Similarly, in Mexico, where diabetes is on the rise, there's a new, low-cost, accessible chain of diabetes clinics that is cutting patient costs by 60 percent and reducing their chances of developing serious complications from the disease by an estimated 50 percent. How? By meeting patients where they are: in their communities, at a cost they can afford, with minimal travel and wait times, and focusing specifically on the care diabetics need.

"Every year more than 70,000 people were dying in Mexico from the lack of sustainable health delivery mechanisms for poor people," said the founder of the Clinicas del Azucar, Javier Lozano, an MIT business school graduate. "I was also motivated because my mom has diabetes and I saw how difficult it is for her to get and affordable and convenient care."

Clinicas del Azucar offer unlimited access to the clinics' screening equipment, diagnostics, lab work, and consultations for a fixed annual fee. The very low equipment and personnel requirements means the yearly cost to patients is down from $700 to less than $250. This model of better, cheaper care is one that can be replicated in our own diabetes-addled United States and around the world, where the disease is almost uniformly on the rise.

Men's Sheds of Ireland is taking the idea of "meeting people where they are" to another level. Not only do they provide a physically-accessible space, designed to improve community health and well-being, they meet the target audience where its members are socially and psychologically.

"I had been working in community development for a long time, and was conscious that while it was easy to engage women in local health and wellbeing initiatives, the men were missing!" said John Evoy, founder and CEO of the Irish Men's Sheds Association. "The more I looked into this, the more apparent it became that this was not just a local or national issue, but one that affected men worldwide."

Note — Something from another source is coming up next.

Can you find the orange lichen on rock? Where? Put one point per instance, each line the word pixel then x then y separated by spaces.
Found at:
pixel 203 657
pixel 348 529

Noting that there are few comfortable, welcoming spaces for men to commune and decompress from the stress in their lives (which is often at the root of illness), Evoy lamented that the common gathering place is arguably one of the least healthy: a local pub. He understood the connections between the alarming rates of stress, depression and suicide rates among men and a culturally reinforced reluctance to talk about emotions and ask for help. He had been inspired by community gathering places he visited in Australia that were modeled on a backyard shed for puttering and fixing things.

"It didn't matter if it was a shed that cost thousands to build, or one that was just a few pieces of timber thrown together," he says. "I thought to myself, this has to happen everywhere!" So back home in Ireland, he began helping communities build sheds set up with comfy sofas, tables, woodworking equipment, toolboxes, and the like, where men could work on projects and talk safely about what is going on in their lives. The Irish Men's Sheds Association now counts over 65 sheds with more than 700 members.

"Men's Sheds can change the world," Evoy said. "The concept is simple and effective."Simple and effective world-changing solutions. They can be found all around the globe, and 15 of them, including these three, surfaced as finalists in a global competition organized by Ashoka Changemakers in partnership with the Robert Wood Johnson Foundation's Pioneer Portfolio, Innovations for Health: Solutions that Cross Borders. The exciting thing about all these initiatives is that they have the potential to be as effective around the world as they are proving to be in their founding countries. Rural health service, diabetes, and stress-related illness among men are equally critical around the world, including in the United States.

These models are addressing the very real fact that our health delivery system has a lot of catching up to do to live up to the promise of the 21st century. It's stuck way back in the Middle Ages, if you ask Al Hammond:

"Incremental change is not going to solve our problem. We have to get out of the medieval guild model of health care and into an industrial age model of health care, because otherwise we simply can't afford it."